Le pape du pop culmine avec un record de 64 millions de dollars, plus de 47 millions d’euros, décroché en mai 2007 pour Green Car Crash (Green Burning Car I) chez Christie’s New York.
En 2006, Warhol décrochait déjà 43 enchères millionnaires, soit 8 de plus que la star du marché Pablo Picasso…
Plus frénétique encore, l’année 2007 fut le théâtre de 68 adjudications millionnaires pour des Warhol des années 60 aux années 80 !
Au cours de cette année exceptionnelle, sa cote progressa de +89%.
Cette inflation est propice à la spéculation. Ainsi, en novembre 2007, l’acteur Hugh Grant se défaisait de Liz, un portrait d’Elizabeth Taylor réalisé en 1963 pour 21 M$ chez Christie’s, alors que l’œuvre avait été acquise 3,25 M$ à peine 6 ans plus tôt et qu’en 2005, une Liz de la même série partait pour 11,25 M$ chez Sotheby’s.
Autre exemple, «Are you different? », une petite toile de 1985-1986, acquise l’équivalent de 26.000 € le 10 février 2005 à Londres, a été dispersée pratiquement 119.000 euros en juin 2007.
Après cette année exceptionnelle, la cote d’Andy Warhol tend à s’assagir puisqu’en baisse de –5% entre janvier et septembre 2008.
Les signes d’affaiblissement se multiplient ; a titre d’exemple, une version de Campbell’s Tomato Soup (red and black) a été acquise 682.000 € en mai 2007.
Neuf mois plus tard, une pièce parfaitement identique trouvait preneur pour 66.000 € de moins.
Second sur le podium des records Pop art, Jasper JOHNS signait sa plus belle enchère lui aussi le 16 mai 2007, pour 15,5 millions de dollars, soit 48,5 M$ en-deça de celui de Warhol pour Figure 4.
Un premier record de Rauschenberg est tombé lui aussi en mai 2007 culminant à 9,5 M$, environ 7 M€, pour Photograph, une technique mixte de 1959 (Sotheby’s NY).
Décédé le 12 mai 2008, un nouveau record a été décroché 2 jours plus tard, chez Sotheby’s pour Overdrive 1963.

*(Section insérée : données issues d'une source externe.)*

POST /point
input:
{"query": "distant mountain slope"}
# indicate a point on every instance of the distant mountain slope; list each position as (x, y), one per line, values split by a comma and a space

Au-delà des pièces d’exception, les acheteurs tendent à refuser les prix élevés pour les œuvres de moindre qualité.
Ainsi, Blue Smile, Waterworks Series, une importante technique mixte de Rauschenberg a été ravalée par deux fois cette année chez Tajan, une première fois avec une estimation basse de 80.000 €, la seconde pour 60.000 €.
Même si le marché donne quelque signe de tassement depuis le début de l’année 2008, il devient de plus en plus difficile d’acquérir des œuvres phares de période pop sous ces signatures.

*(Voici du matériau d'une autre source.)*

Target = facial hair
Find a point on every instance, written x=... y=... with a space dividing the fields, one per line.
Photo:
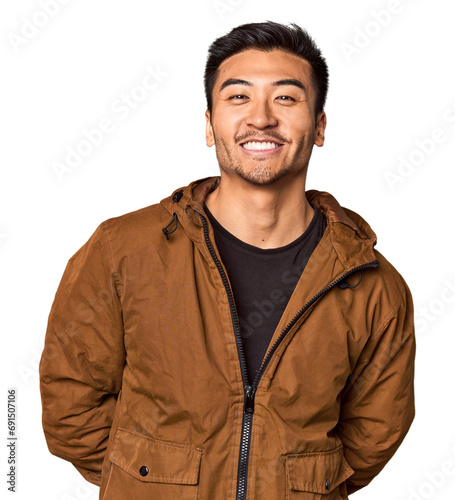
x=260 y=174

On trouve aisément aux enchères des estampes, lithographies et autres multiples de qualité à des prix abordables.
Outre les sérigraphies d’Andy Warhol bien connues par le grand public, moins dont la cote se joue à cinq ou six chiffres, celles de Claes Oldenburg, Tom Wesselman, Jasper Johns, Jim Dine ou James Rosenquist sont accessibles pour moins de 5.000 euros.
Attention toutefois, leur côte tend elle aussi à fléchir.
Au cours des neuf premiers mois de l’année 2008, la valorisation de cette production est en recul de -20%.
Les exemples de cette baisse des prix tendent à se multiplier.
Beautiful Bedroom Kate, une sérigraphie ovale de Tom Wesselmann, tirée à 90 exemplaires partait pour pratiquement 16.000 € en septembre 2007 chez Sotheby’s London, au double des estimations.
La version dispersée en juin dernier en Allemagne n’a trouvé preneur qu’à 9.000 €.
Même sanction pour Roy Lichtenstein dont la plupart des multiples se sont vu dépréciés en quelques mois, tout comme l’illustre Brushstroke Still Life with Lamp, une large impression sur aluminium à 24 exemplaires, adjugée 342.000 € en juin 2007, puis 502.000 € en février 2008, elle ne trouva preneur que pour 315.000 € en juillet dernier.
Au delà de la baisse des prix, la désaffection des collectionneurs se manifeste aussi par une explosion du taux d’invendus aux enchères.
Ce dernier est passé de 16% en 2007 à 37% au cours du premier semestre 2008.
Et pourtant, la contraction du nombre de lots présentés, proche de 26%, devrait soutenir ce marché où la demande est concentré sur une offre restreinte.
Autant dire que ces constats d’affaiblissement du marché, sur un secteur traditionnellement très porteur, sont très inquiétants pour les domaines plus spéculatifs tels que l’art actuel ou émergeant.